# Keyboard mapping problem

## rolypoly

Just discovered a keyboard mapping problem, which I think has only happened since I moved from xf86-input-keyboard to xf86-input-evdev

On my local machine, the cursor keys work perfectly, however, when I use VirtualBox or a Citrix session, my left cursor key becomes the right-alt key.

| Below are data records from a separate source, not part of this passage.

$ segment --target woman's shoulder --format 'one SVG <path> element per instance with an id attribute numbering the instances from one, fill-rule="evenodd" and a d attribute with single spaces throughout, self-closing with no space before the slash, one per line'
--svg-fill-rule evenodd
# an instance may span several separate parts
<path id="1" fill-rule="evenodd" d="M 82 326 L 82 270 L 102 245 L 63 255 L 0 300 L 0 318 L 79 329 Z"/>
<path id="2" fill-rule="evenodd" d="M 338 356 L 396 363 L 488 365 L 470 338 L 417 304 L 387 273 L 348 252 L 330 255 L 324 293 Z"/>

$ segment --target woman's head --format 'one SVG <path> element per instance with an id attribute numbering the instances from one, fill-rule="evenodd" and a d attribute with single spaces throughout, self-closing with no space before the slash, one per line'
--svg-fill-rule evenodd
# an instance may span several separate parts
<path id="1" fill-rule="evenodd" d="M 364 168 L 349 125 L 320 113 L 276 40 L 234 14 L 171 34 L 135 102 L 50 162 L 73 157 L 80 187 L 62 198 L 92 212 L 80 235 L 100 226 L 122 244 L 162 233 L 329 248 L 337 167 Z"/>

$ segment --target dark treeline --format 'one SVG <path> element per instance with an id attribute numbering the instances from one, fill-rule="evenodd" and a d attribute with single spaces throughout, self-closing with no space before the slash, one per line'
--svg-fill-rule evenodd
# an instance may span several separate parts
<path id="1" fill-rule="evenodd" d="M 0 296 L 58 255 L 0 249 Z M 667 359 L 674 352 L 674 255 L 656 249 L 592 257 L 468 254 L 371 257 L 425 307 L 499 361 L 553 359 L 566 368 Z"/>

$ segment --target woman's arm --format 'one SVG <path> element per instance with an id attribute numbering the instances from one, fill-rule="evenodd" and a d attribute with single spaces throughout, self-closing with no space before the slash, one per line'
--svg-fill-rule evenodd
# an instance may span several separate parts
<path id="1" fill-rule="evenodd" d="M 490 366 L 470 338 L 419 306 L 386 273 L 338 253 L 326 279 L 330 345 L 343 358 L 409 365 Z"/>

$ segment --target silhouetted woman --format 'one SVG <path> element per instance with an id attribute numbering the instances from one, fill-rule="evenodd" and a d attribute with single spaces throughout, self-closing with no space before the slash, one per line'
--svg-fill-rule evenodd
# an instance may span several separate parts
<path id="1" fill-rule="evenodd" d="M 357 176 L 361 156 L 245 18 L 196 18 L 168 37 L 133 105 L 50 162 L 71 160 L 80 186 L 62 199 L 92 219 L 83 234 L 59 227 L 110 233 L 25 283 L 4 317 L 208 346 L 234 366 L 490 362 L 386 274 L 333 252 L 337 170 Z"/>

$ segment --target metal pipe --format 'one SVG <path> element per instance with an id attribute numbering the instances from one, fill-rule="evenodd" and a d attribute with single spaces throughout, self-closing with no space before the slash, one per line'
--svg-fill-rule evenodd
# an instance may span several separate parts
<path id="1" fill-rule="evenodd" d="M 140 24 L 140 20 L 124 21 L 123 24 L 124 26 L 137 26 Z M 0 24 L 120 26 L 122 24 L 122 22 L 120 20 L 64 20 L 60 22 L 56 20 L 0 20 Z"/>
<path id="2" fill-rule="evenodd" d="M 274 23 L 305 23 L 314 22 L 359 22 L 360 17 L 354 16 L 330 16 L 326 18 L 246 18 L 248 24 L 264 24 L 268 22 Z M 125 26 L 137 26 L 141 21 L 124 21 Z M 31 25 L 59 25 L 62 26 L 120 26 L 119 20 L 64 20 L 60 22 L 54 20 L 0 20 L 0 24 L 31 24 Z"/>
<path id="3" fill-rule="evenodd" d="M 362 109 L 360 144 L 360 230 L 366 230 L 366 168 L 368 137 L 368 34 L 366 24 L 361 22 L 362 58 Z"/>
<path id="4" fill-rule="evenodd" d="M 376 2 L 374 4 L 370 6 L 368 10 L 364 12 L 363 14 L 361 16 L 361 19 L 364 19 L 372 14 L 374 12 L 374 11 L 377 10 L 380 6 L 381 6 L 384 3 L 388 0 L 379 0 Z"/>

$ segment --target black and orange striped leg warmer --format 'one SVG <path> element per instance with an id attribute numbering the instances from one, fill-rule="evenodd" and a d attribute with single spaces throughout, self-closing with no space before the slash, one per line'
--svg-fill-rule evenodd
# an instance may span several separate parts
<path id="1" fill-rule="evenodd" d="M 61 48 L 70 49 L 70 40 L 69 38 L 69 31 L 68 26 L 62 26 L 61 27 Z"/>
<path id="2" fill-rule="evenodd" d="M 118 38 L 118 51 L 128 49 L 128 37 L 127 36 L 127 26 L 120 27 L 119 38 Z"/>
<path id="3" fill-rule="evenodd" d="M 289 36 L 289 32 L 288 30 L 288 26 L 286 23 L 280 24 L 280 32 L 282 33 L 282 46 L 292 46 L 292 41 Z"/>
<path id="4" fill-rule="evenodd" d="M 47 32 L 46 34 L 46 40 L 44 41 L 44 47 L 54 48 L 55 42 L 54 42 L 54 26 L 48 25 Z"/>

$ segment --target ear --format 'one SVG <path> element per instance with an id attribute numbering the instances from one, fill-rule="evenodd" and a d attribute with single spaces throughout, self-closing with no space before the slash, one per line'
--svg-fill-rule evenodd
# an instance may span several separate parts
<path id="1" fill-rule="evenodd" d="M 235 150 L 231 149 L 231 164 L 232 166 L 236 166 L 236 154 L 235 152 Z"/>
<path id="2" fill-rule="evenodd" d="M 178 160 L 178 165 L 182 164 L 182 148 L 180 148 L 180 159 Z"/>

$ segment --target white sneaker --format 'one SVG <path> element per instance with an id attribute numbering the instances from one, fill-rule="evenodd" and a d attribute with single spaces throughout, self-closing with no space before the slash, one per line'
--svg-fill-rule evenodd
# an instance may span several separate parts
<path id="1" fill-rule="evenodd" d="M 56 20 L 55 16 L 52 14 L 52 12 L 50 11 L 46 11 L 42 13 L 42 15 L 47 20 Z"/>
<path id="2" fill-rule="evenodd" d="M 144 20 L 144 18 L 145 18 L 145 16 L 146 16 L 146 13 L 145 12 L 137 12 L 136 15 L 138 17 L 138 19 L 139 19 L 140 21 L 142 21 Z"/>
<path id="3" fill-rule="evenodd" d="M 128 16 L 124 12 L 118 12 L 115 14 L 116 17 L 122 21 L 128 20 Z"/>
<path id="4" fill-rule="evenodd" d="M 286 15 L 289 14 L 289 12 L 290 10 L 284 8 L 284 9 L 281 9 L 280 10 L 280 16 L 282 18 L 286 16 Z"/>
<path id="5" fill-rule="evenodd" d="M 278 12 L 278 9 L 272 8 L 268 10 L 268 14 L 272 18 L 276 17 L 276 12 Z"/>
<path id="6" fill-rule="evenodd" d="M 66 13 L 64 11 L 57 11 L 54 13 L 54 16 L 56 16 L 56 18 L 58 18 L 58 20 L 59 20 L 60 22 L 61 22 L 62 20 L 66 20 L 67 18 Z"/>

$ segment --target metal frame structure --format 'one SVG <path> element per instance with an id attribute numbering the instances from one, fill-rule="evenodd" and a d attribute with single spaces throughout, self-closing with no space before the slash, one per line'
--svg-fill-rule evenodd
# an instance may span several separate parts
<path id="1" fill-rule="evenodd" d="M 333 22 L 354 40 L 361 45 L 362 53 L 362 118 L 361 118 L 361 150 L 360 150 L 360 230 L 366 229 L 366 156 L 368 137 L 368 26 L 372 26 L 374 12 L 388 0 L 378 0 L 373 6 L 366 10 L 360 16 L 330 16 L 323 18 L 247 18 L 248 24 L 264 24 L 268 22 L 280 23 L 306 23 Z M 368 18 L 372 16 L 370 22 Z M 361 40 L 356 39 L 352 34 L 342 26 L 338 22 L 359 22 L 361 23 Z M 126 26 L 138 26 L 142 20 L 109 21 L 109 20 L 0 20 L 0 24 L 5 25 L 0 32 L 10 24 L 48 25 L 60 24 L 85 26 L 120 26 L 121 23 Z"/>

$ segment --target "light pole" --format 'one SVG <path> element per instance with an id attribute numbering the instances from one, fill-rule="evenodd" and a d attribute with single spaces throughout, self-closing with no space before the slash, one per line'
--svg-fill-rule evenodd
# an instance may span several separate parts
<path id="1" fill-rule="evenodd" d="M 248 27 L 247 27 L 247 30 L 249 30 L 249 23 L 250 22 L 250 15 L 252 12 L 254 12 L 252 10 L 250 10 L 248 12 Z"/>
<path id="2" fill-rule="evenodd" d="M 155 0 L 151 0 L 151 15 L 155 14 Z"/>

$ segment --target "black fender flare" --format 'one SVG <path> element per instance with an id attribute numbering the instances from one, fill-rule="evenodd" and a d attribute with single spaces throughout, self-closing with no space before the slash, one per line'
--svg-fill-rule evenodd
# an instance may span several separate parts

I've run xev to look a the key codes and can see that on the local machine I'm actually getting to key values for a single press, as below:

```
KeyPress event, serial 34, synthetic NO, window 0x5400001,

    root 0x1ad, subw 0x0, time 3183478315, (166,37), root:(170,769),

    state 0x0, keycode 113 (keysym 0xffea, Alt_R), same_screen YES,

    XLookupString gives 0 bytes: 

    XmbLookupString gives 0 bytes: 

    XFilterEvent returns: False

MappingNotify event, serial 34, synthetic NO, window 0x0,

    request MappingKeyboard, first_keycode 8, count 248

KeyPress event, serial 34, synthetic NO, window 0x5400001,

    root 0x1ad, subw 0x0, time 3183478315, (166,37), root:(170,769),

    state 0x0, keycode 100 (keysym 0xff51, Left), same_screen YES,

    XLookupString gives 0 bytes: 

    XmbLookupString gives 0 bytes: 

    XFilterEvent returns: False

MappingNotify event, serial 36, synthetic NO, window 0x0,

    request MappingKeyboard, first_keycode 8, count 248

KeyRelease event, serial 36, synthetic NO, window 0x5400001,

    root 0x1ad, subw 0x0, time 3183478400, (166,37), root:(170,769),

    state 0x0, keycode 113 (keysym 0xffea, Alt_R), same_screen YES,

    XLookupString gives 0 bytes: 

    XFilterEvent returns: False

MappingNotify event, serial 36, synthetic NO, window 0x0,

    request MappingKeyboard, first_keycode 8, count 248

KeyRelease event, serial 36, synthetic NO, window 0x5400001,

    root 0x1ad, subw 0x0, time 3183478400, (166,37), root:(170,769),

    state 0x0, keycode 100 (keysym 0xff51, Left), same_screen YES,

    XLookupString gives 0 bytes: 

    XFilterEvent returns: False

```

So it seems that locally, the machine doesn't care about getting an Alt_R before a left, so when I edit a document and press the left cursor key to navigate around a document the cursor moves left. But in a Citrix session or a VirtualBox VM, it traps the Alt_R and not the left cursor key.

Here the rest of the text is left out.